The mandate of city councils had been reduced in early 2015 to issuing birth and death certificates and maintaining the registry of residents after former president Abdulla Yameen transferred other municipal services to the housing ministry.

As pledged during his campaign, President Solih handed back management of public spaces, parks, mosques, and roads to the city council in December, after which parliament’s public accounts committee was asked to review the salary and allowances of councillors in light of the wider mandate.

A recommendation by the committee to hike the mayor’s monthly salary to MVR40,000 (US$2,600), the deputy mayor’s to MVR35,000 and other councillor’s to MVR30,000 was passed unanimously with 35 votes in favour.

According to the oversight committee’s chair MP Ahmed Nashid, the finance ministry did not object to the proposed hike.

“The finance ministry advised us there would be no impact on the budget and that it could be managed,” he said, presenting the committee report to the floor.
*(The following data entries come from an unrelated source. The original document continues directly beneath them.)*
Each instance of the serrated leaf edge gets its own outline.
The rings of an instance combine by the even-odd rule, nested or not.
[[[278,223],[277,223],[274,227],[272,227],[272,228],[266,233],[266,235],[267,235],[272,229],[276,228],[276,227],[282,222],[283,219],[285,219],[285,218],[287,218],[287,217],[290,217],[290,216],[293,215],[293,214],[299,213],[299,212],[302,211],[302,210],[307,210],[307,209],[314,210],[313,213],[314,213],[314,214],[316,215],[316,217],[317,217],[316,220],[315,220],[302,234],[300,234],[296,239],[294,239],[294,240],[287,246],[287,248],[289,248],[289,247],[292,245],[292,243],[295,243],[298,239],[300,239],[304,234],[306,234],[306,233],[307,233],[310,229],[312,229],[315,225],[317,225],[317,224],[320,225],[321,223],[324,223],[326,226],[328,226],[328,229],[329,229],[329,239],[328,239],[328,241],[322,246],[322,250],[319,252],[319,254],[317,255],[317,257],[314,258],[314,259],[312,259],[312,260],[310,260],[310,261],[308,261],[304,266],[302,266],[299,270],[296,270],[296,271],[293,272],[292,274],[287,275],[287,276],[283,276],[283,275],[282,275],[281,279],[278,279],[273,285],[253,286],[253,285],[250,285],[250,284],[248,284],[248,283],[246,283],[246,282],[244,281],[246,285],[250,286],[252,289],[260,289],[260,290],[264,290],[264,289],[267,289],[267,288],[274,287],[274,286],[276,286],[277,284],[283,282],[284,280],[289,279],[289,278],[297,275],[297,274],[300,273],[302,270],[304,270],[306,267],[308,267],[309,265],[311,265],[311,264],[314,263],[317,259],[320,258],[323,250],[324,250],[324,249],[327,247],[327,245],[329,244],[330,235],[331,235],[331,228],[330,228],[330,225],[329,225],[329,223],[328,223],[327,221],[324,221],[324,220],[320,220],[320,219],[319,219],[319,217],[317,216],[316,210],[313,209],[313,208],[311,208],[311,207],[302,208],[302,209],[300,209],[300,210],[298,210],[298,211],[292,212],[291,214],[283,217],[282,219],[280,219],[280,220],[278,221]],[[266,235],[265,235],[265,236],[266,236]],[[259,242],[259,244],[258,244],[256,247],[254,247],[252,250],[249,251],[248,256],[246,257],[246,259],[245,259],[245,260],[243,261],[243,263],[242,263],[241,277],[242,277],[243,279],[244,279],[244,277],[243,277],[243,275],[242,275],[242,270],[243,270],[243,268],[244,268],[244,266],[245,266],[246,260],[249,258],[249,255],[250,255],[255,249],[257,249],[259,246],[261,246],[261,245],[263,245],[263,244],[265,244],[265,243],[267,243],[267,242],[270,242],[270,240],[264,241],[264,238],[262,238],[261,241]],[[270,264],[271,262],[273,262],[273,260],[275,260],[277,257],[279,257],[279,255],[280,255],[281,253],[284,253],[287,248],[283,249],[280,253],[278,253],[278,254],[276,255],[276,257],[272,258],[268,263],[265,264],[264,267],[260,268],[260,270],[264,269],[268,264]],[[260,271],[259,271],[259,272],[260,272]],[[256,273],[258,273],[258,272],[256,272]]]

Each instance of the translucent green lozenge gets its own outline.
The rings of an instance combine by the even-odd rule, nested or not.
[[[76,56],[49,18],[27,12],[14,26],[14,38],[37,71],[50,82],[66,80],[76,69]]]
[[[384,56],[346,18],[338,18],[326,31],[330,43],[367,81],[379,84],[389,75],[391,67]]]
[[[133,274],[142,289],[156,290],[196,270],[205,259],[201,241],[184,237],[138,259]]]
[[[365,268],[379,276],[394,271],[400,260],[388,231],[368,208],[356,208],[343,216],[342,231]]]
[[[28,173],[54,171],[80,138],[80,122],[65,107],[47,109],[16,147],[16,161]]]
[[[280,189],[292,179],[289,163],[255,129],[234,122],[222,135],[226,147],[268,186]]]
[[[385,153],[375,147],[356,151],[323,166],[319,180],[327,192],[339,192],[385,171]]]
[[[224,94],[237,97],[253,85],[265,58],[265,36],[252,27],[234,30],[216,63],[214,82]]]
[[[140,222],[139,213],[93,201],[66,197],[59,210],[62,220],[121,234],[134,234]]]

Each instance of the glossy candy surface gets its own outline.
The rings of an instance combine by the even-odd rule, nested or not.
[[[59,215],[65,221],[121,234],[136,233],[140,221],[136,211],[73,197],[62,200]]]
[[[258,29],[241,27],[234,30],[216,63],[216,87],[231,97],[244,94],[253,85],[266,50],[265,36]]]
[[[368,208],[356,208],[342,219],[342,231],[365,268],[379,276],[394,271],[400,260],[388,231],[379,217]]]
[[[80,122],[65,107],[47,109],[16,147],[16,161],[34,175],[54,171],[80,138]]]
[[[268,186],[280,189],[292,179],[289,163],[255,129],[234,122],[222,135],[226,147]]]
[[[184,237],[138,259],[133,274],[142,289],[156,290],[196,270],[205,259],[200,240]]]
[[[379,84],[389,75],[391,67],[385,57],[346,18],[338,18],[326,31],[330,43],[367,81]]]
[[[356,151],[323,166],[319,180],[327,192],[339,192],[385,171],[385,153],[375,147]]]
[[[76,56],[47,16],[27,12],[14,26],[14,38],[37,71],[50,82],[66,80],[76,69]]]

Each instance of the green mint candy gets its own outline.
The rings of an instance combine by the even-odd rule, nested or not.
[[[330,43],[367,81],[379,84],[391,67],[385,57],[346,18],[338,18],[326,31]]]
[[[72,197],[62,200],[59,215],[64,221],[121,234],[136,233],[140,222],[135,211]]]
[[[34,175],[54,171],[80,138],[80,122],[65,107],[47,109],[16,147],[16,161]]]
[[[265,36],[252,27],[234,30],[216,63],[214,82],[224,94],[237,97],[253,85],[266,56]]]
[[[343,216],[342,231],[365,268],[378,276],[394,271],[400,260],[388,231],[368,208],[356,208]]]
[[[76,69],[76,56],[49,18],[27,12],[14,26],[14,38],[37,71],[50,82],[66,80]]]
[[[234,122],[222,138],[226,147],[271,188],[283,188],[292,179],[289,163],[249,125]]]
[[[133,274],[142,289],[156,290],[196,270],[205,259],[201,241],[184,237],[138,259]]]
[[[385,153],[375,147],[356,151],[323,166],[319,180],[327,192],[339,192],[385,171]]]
Other services presently provided by city councils include leasing plots of land for commercial or social use, investing in such properties, registering land and buildings, keeping records of real estate transactions, and maintaining a registry of expatriates.

During the former administration, the ruling party-dominated parliament controversially amended the decentralisation law to authorise the president to determine the public service to be provided by city councils.

A third of the council’s employees were transferred to the housing ministry and the Malé City Council also struggled to find office space after being forced to leave two previous properties.

Pay cuts of more than 50 percent for Malé and Addu city councillors – most of whom belonged to the then-opposition Maldivian Democratic Party – were approved in October 2015 following the transfer of the powers and responsibilities to the housing ministry.

More core functions of the opposition-dominated councils were taken away in July 2018.

In the last municipal elections in May 2017, the MDP won 12 out of 13 seats on Malé City Council, all seven seats on Addu City Council and two out of three seats on the Fuvahmulah City Council.